図2図2は、実施形態に係るインク供給ユニットが適用されるインクジェットプリンタの一例を表す斜視図である。
図3図3は、実施形態に係るインク供給ユニットが適用されるインクジェットプリンタの一例を表す斜視図である。
図4図4は、実施形態に係るインク供給ユニットに適用されるインク容器の一例を表す模式的な斜視図である。
図5図5は、実施形態に係るインク供給ユニットに適用されるインク容器の一例を表す模式的な斜視図である。
図6図6は、実施形態に係るインク供給ユニットに適用されるインク容器の一例を表す模式的な斜視図である。
図7図7は、実施形態に係るインク供給ユニットの概略構成を表す斜視図である。
図8図8は、実施形態に係るインク供給ユニットの部分斜視図である。
図9図9は、実施形態に係るインク供給ユニットの一部を断面にした部分斜視図である。
図10図10は、実施形態に係るインク供給ユニットの部分断面図である。
図11図11は、実施形態に係るインク供給ユニットのインク容器を取り除いた状態の部分斜視図である。

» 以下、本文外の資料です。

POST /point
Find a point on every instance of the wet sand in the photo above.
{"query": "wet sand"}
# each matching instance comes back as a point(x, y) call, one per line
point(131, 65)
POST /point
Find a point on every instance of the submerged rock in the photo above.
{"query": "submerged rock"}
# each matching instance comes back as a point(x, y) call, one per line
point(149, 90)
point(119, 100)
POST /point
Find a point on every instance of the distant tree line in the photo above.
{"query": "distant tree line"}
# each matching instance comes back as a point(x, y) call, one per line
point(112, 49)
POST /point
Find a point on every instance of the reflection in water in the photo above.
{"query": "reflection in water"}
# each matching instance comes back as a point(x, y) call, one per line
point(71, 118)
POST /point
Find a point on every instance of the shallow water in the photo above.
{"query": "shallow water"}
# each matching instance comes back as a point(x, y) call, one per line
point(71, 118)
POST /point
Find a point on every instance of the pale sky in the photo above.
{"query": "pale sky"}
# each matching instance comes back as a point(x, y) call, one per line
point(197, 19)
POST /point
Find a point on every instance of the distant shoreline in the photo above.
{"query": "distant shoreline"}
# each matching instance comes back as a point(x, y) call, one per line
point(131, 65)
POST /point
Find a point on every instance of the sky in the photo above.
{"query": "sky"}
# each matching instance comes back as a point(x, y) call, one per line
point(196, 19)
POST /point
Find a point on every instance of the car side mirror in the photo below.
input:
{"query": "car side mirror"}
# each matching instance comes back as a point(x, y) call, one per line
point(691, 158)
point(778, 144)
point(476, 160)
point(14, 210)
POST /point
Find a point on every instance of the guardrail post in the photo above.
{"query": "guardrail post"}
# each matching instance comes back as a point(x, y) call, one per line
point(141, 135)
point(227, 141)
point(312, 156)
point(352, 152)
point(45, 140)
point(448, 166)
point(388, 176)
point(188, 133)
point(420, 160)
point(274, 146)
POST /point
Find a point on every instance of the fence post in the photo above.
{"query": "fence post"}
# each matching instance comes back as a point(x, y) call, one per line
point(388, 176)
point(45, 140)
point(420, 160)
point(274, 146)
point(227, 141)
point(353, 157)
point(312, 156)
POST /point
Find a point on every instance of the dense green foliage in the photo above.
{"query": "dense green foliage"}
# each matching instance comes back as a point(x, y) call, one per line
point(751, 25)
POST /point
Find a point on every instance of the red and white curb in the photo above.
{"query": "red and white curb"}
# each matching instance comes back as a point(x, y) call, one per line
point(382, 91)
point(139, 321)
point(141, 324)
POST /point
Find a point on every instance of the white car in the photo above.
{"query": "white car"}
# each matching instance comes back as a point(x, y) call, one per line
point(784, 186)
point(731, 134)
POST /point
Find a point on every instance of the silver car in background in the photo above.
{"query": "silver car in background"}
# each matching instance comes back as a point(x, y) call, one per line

図12図12は、実施形態に係るインク供給ユニットの回動レバー、及び、キャップの斜視図である。
図13図13は、実施形態に係るインク供給ユニットのインク容器を取り除いた状態で鉛直方向上側から視た平面図である。
図14図14は、実施形態に係るインク供給ユニットのインク容器を取り除いた状態で鉛直方向上側から視た平面図である。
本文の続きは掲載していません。